A necessidade de darmos voz aos verdadeiros sujeitos da tarefa educacional se torna ainda mais premente quando nos deparamos com os ataques antidemocráticos à escola e aos trabalhadores da educação. Por um lado, o Movimento Escola Sem Partido, apesar de ter anunciado o fim de suas atividades, deixou um legado nefasto de desconfiança e perseguição à autonomia docente, que hoje se mantém vivo através de parlamentares, prefeitos e governadores eleitos na esteira do neofascismo. Por outro lado, a difusão das escolas cívico-militares ressalta a aliança entre conservadores e neoliberais, que precisam sufocar as vozes dissonantes no espaço escolar para poderem avançar com seu projeto reacionário e tecnicista, que subordina simultaneamente a formação humana à determinada moral religiosa e às demandas do deus-mercado.

Nesse sentido, apresentamos um esboço de oito tópicos nos quais estão contemplados principalmente aspectos objetivos, com maior capacidade de agitação política da classe trabalhadora.

Em defesa da educação pública, exigimos:

  1. Verba pública somente para a escola pública! Imediato investimento governamental de 10% do PIB destinado exclusivamente para a educação pública, como historicamente defendido pelo Fórum Nacional em Defesa da Escola Pública.

  2. Universalização da Educação Básica! Nenhuma criança ou adolescente fora da escola. Garantia imediata de Educação Infantil pública e gratuita, em creches e pré-escolas, para todas as crianças de até 5 anos de idade. Ampliação da jornada escolar.

  3. Ampliação das vagas nas universidades públicas! Defesa das políticas sociais e de cotas para o acesso. Garantia de permanência até a conclusão do curso.

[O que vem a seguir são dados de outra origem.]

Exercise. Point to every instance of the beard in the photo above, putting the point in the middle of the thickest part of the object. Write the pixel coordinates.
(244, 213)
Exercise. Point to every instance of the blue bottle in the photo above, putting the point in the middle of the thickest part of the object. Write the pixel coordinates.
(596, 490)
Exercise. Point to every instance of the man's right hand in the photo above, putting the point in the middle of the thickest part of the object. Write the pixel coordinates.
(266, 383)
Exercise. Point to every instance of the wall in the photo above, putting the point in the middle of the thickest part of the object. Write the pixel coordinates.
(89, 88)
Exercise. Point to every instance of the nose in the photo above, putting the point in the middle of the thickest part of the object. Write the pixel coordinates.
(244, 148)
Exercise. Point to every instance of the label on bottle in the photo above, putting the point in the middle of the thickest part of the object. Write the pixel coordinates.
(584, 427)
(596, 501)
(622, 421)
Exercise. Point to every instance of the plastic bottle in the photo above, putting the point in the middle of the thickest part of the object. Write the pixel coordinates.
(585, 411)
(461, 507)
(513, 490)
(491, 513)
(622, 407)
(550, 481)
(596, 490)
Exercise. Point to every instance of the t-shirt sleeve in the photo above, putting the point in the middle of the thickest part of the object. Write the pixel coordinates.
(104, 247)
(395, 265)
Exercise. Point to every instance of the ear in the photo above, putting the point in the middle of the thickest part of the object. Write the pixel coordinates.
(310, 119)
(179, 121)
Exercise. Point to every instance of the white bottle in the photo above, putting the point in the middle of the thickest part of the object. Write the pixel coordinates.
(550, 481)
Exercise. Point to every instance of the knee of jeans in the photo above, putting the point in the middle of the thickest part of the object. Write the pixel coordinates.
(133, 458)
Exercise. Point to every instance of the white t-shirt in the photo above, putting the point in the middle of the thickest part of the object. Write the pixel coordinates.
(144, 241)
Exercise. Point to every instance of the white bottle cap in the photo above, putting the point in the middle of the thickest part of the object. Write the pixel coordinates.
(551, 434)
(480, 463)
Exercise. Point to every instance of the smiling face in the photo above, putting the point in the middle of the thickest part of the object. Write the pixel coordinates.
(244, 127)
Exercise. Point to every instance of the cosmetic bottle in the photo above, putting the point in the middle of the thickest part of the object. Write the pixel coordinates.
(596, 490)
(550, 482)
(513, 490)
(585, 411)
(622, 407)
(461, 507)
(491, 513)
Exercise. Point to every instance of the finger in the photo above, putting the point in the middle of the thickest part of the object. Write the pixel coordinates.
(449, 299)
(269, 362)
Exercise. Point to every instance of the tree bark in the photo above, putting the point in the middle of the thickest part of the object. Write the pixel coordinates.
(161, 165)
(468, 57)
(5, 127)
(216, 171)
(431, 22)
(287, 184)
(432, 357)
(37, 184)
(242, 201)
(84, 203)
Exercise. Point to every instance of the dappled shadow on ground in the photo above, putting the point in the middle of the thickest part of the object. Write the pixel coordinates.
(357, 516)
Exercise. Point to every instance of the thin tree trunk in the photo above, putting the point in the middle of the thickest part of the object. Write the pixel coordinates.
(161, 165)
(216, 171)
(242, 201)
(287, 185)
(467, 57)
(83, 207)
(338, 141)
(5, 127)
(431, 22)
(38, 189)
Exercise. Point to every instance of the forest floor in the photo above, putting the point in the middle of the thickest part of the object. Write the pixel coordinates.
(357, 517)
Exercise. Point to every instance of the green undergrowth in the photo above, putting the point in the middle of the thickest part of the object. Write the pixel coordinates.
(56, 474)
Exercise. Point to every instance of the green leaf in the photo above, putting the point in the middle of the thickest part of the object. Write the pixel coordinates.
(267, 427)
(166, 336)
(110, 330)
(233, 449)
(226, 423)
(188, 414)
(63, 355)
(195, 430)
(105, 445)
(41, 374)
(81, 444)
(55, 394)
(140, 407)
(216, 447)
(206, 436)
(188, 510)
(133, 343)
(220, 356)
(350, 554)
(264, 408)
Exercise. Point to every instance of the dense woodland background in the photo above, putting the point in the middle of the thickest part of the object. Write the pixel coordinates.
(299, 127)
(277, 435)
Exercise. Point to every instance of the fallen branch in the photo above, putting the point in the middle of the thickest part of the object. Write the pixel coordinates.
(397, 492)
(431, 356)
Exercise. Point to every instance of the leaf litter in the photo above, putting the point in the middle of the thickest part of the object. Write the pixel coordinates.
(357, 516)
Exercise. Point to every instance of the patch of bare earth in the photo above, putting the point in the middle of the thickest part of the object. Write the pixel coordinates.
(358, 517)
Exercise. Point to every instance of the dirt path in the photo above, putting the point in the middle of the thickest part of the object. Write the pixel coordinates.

  4. Ampliação e melhoria da infraestrutura educacional! Construção e reforma dos prédios escolares e dos campi universitários, dotando-os de toda a infraestrutura necessária, inclusive internet, quadras poliesportivas, bibliotecas, laboratórios.

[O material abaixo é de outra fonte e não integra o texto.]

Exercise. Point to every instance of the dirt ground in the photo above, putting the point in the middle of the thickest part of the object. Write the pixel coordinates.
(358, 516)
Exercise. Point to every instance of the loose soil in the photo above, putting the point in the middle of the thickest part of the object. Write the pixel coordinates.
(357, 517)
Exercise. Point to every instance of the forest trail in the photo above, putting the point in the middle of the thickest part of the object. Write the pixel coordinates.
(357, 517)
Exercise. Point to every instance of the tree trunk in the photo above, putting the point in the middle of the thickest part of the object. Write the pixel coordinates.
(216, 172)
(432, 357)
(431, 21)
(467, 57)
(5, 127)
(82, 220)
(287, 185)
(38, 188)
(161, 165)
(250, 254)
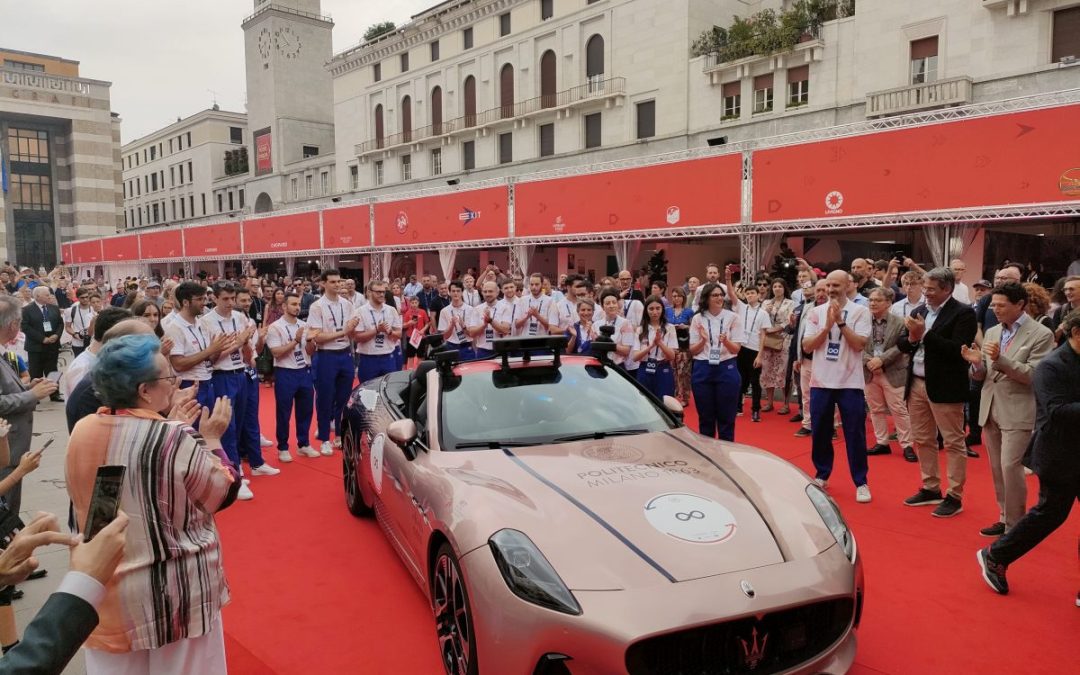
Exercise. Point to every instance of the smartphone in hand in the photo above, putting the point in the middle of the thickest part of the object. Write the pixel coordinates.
(105, 501)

  5. Mais profissionais para a educação! Contratação imediata de profissionais da educação para o quadro permanente, via concurso público, em todos os níveis e modalidades de ensino.

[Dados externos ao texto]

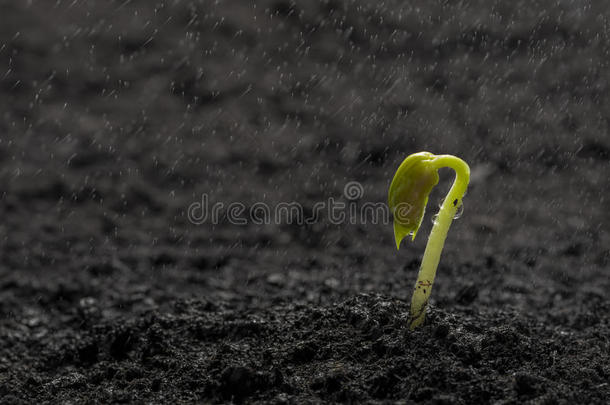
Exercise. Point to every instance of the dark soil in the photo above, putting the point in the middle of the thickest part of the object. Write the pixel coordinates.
(116, 116)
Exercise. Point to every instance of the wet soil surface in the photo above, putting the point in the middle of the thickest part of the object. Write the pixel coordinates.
(118, 117)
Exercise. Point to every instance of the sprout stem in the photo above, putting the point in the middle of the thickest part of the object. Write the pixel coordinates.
(436, 240)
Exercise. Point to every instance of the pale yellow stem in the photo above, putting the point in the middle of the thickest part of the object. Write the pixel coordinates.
(436, 240)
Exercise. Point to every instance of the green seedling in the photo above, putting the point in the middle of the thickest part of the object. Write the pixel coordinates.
(407, 198)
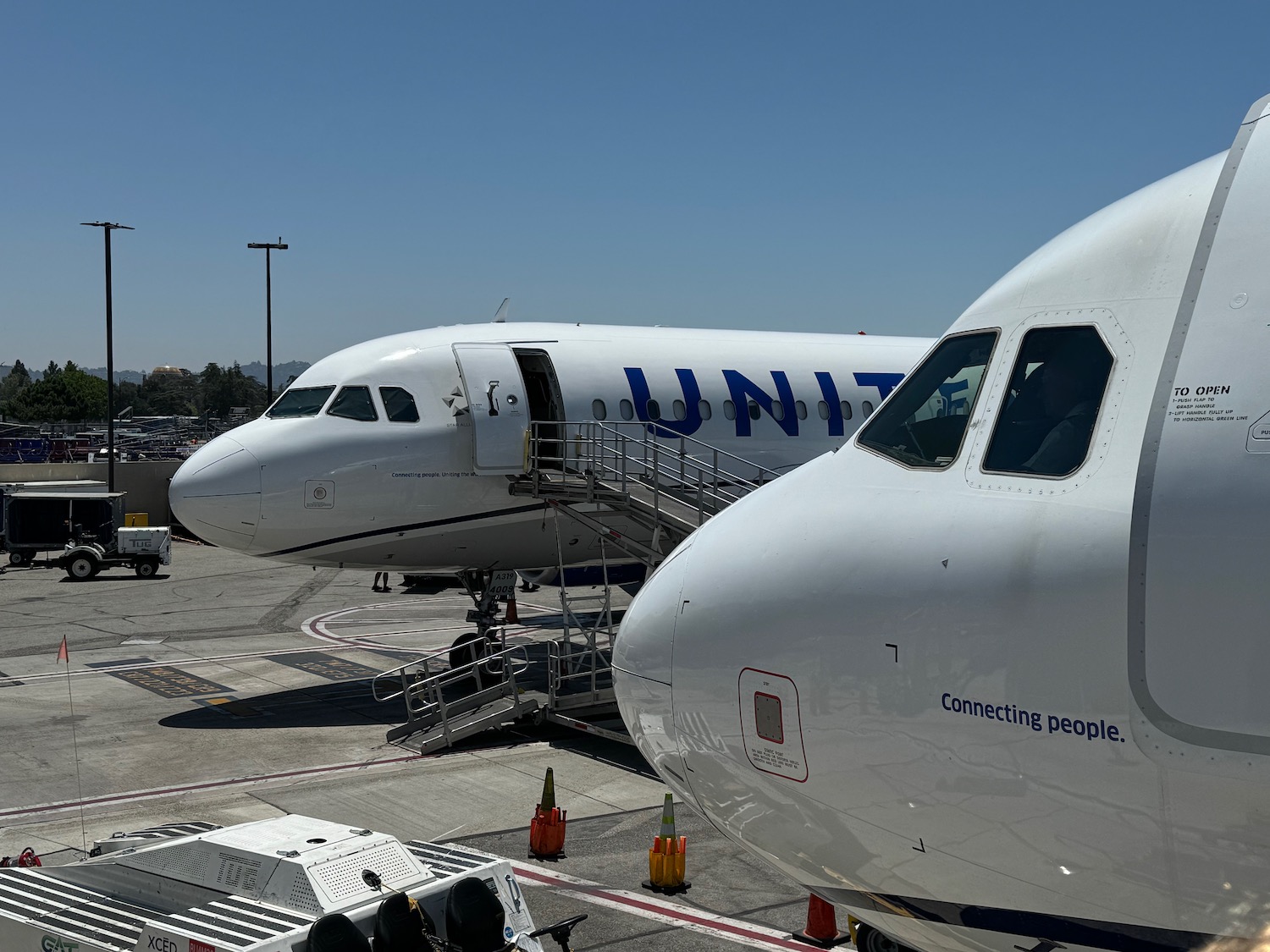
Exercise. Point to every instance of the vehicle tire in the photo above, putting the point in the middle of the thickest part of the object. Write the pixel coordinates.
(869, 939)
(83, 566)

  6. Dignidade para quem educa! Estabelecimento do piso nacional do magistério em 5 salários-mínimos e das e dos servidores de apoio em 3 salários-mínimos.

  7. Eleições diretas já para todos os dirigentes educacionais em todos os níveis! Implementação de efetiva gestão democrática da educação pública, com protagonismo das e dos profissionais de educação e das comunidades escolares na elaboração, implementação e acompanhamento das políticas educacionais.

  8. Educação para todas, todos e todes! Educação laica. Combate a todas as formas de racismo, opressão, sexismo, LGBTQIA+fobia, etarismo, capacitismo e censura nas escolas e universidades. Por uma educação inclusiva, plural, emancipadora e calcada no respeito às diferenças.